Quand tout ce petit monde[1], il y a trois mois, a pris le chemin de la maison pour une durée prévue de deux semaines, il s’est plié sans rechigner aux consignes de distanciation sociale. Mais, le confinement plusieurs fois prolongé, l’accueil des mesures de déconfinement progressif est à présent nettement plus froid sous le ciel clair et pur. À Paris, le petit monde a éprouvé le silence des oiseaux, et dans les quartiers des monuments les gens ne se sont plus massés dans les rues. Ceux qui s’y sont risqués considèrent avec moins de curiosité que de circonspection sinon de franche antipathie les vélos qui occupent la place habituellement dévolue à la circulation routière, mais quelque chose leur dit qu’on ne plaisante pas, que ce n’est pas le moment de la faire voir, leur sympathie réaliste pour l’automobile qui reprendra bientôt ses droits.

 

Juliette n’a pas rejoint ses collègues car elle a beaucoup d’autres choses à faire. D’abord, ayant quitté depuis quatre mois l’entreprise où la bienveillance n’avait pas eu les moyens de la maintenir, elle s’occupe chez elle d’elle-même, elle ne plaisante plus avec son état intérieur. Puis, quand elle sort de la maison, c’est pour cultiver son jardin, elle a lu Candide, vague souvenir de lycée, dont la devise finale : « Oui, mais il faut cultiver notre jardin » la guide comme apprentie de la vie. Enfin, quand elle a fini de sarcler ses carrés de radis, laitues, tomates, quand elle déclare forfait face à la scrupuleuse sauvagerie des mauvaises herbes, elle donne un coup de main, plutôt un coup de pouce, à son jardin intérieur qui n’a rien d’un jardin d’agrément. Bercée par le leitmotiv « Restez chez vous » seriné comme un mantra par toutes les ondes qui parviennent jusqu’à elle, Juliette décide de consacrer les premiers mois de sa trente-cinquième année à un repli sur soi nécessaire pour ne pas laisser les remords assaillir son ego. Sa détermination est solide et son rythme indolent, selon le soleil. Et le soleil, aujourd’hui, est insolent. 

 

Arrivé d’Asie, le coronavirus s’établit donc tranquillement, d’abord réfugié dans quelques villages provinciaux où il s’oublie. Débarqué du bout du monde, Antoine a suivi discrètement la trace de Juliette, précédé du virus ; infectieux et itératif, il sait aussi l’être.

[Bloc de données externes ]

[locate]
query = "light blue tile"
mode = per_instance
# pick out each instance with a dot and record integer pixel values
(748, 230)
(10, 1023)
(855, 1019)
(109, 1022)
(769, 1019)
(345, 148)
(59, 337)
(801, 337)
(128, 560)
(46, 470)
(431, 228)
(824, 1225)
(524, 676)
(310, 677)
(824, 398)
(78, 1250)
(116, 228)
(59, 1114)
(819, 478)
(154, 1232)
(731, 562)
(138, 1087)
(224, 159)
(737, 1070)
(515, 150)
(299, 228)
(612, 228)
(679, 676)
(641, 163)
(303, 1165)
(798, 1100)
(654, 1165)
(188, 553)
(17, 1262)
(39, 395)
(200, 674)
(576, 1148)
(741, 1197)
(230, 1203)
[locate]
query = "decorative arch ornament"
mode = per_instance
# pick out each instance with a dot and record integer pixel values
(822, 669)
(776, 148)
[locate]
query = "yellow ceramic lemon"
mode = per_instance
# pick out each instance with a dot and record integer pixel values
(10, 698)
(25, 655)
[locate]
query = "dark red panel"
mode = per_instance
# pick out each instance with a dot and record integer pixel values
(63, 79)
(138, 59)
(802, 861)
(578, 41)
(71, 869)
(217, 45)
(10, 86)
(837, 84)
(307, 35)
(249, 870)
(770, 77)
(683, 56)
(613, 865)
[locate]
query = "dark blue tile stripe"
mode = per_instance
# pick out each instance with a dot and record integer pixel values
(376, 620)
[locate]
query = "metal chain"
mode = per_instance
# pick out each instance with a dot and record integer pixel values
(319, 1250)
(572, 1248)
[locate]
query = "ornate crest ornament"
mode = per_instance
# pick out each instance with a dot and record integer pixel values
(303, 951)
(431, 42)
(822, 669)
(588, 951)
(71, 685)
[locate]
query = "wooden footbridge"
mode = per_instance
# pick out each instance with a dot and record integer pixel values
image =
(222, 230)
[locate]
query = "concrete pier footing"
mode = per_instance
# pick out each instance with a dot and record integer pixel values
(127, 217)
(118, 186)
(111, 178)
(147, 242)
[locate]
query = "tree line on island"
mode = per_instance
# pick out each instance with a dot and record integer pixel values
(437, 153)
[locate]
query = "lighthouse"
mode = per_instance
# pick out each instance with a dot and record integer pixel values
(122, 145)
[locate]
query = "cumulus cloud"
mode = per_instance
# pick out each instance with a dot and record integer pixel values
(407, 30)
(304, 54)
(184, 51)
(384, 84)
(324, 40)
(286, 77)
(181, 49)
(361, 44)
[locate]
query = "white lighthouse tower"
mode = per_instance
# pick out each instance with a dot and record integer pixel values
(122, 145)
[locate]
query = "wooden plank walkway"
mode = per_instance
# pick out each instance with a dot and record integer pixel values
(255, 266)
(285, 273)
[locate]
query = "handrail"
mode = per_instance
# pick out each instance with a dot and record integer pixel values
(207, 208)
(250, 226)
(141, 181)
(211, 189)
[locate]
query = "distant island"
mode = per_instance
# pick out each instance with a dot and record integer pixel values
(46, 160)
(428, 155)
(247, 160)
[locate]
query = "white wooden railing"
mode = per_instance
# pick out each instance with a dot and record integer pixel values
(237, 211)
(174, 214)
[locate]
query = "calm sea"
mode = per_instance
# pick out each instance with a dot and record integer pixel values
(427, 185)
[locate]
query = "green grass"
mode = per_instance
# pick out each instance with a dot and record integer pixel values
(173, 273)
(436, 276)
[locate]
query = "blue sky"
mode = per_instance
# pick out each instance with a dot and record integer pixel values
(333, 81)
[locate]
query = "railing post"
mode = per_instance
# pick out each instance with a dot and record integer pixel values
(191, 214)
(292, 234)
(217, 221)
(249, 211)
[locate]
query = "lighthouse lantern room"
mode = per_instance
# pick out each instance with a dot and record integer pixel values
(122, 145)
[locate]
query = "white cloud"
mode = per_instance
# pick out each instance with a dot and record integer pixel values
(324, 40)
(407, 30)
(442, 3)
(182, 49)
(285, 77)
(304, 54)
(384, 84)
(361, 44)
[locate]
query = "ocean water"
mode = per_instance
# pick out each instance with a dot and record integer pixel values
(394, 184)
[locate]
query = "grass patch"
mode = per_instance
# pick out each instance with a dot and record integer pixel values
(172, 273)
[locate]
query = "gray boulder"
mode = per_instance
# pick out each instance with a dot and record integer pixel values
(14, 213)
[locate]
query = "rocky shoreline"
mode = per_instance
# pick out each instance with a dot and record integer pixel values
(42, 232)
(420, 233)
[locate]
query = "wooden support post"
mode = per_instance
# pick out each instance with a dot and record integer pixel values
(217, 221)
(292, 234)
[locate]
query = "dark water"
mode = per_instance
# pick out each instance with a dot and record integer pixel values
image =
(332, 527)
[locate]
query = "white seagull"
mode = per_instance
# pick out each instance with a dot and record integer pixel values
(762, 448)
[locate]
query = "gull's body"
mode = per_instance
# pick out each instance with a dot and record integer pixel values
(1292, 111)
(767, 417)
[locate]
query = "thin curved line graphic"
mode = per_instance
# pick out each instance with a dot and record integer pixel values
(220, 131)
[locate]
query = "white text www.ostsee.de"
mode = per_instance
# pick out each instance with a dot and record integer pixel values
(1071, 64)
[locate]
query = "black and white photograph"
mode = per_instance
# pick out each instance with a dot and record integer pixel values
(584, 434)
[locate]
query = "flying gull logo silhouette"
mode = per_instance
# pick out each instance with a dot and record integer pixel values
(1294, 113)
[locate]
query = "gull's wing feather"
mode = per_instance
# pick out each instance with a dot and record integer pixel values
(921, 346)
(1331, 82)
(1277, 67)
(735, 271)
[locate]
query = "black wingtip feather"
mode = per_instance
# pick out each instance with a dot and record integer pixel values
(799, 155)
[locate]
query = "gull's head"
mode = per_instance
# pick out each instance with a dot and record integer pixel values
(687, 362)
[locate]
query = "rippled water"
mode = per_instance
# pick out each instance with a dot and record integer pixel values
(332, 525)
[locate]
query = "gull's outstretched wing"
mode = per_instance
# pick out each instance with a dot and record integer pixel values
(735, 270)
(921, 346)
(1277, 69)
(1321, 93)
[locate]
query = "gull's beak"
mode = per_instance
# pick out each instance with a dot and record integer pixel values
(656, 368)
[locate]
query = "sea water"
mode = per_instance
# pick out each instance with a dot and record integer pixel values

Sans l’épidémie, encore circonscrite en Extrême-Orient, il y serait resté. Une fois rentré, il est revenu à sa distraction préférée, la pister et la piéger, elle aura beau faire, elle n’y peut rien, elle lui appartient. Antoine l’a retrouvée dans la petite ville où elle se cache. Il s’est juste montré, gentiment. Son patron l’a gentiment adopté, comme son projet de trouver une promotion pour Juliette. Facile. 

 

Elle se retire dans sa maison dès fin février. Elle quitte la famille de Géraldine et la remercie pour son accueil à la sortie de la clinique. Ils se sont acquittés de leur tâche, assignée par le médecin, avec une gentillesse de famille parfaite, elle est rassurée mais a besoin d’autre chose. Le rendez-vous par l’entremise de son amie l’a beaucoup fait rire, cet homme si empressé, elle s’est aussi sentie prise dans un engrenage, le rythme trop rapide, la pression trop forte d’une normalité lisse et crispante. Elle rentre alors chez elle, ce chez elle récent, investi seulement comme refuge de sa fuite disciplinée. Elle s’installe, avoir un intérieur prend du sens, une maison à soi. Elle craint toujours le virus Antoine, il saurait où la trouver, elle ne faiblit pas, fonce avec un aplomb désarmant dans sa nouvelle vie. Elle court, elle continue la méditation de ses débuts campagnards, mais en plus elle court. Tous les jours. Son pas s’allonge, et son parcours quotidien, réguliers de concert.

 

Le virus se répand. De villages provinciaux qui se comptent sur moins que les doigts d’une main, il poursuit sa course et circonscrit de plus en plus large. D’abord des foyers épidémiques, clusters lointains minorés, le désastre à l’étranger, banalement méprisé, des scientifiques s’alarment, ils sont contredits. Il faudrait dépister, les tests ne sont pas fiables, et on ne les a pas, il faudrait des masques, les stocks n’ont pas été reconstitués, on ne les pas, ils ne servent à rien, il faudra des respirateurs, des lits d’hôpital, on les compte, c’est risqué, il faudra isoler les malades, éviter la contagion, on isole tout le monde, le pays s’arrête, c’est le confinement.

 

Juliette suit les nouvelles de loin, elle ne sort pas plus ni moins qu’avant. Elle continue son entrainement, elle court, trouve dans son parcours quotidien l’énergie de son dégel intérieur. Une régularité stricte rythme ses jours. Elle entend l’annonce du président, c’est la guerre, elle n’y prête pas attention, sa guerre elle l’a déjà menée, elle en sort, elle veut y croire. Elle entend : Restez chez vous, elle n’avait pas l’intention de sortir, elle avait devancé cette vie retirée, elle s’y plait. Des nouvelles de la ville, du pays, lui parviennent, à peine, elle appelle Géraldine régulièrement, histoire de ne pas perdre la parole, et pour la rassurer, inversion des rôles. Elle court le matin, cinq kilomètres, puis huit, puis dix. Elle entend la limitation des sorties sportives à une heure et un kilomètre, la dédaigne, personne ne pourrait la trouver dans ses chemins creux, aucun gendarme, aucun virus. Pas même le virus qu’elle craint le plus. Elle pense à lui tous les jours, bien plus nocif et létal que la pandémie qu’elle peut regarder de haut, pas lui. Elle ne se demande pas s’il va débarquer dans sa vie en reconstruction, elle se demande quand et comment. Elle s’y prépare, tourne ses phrases et ses armes dans sa tête, elle apprend de sa défaite.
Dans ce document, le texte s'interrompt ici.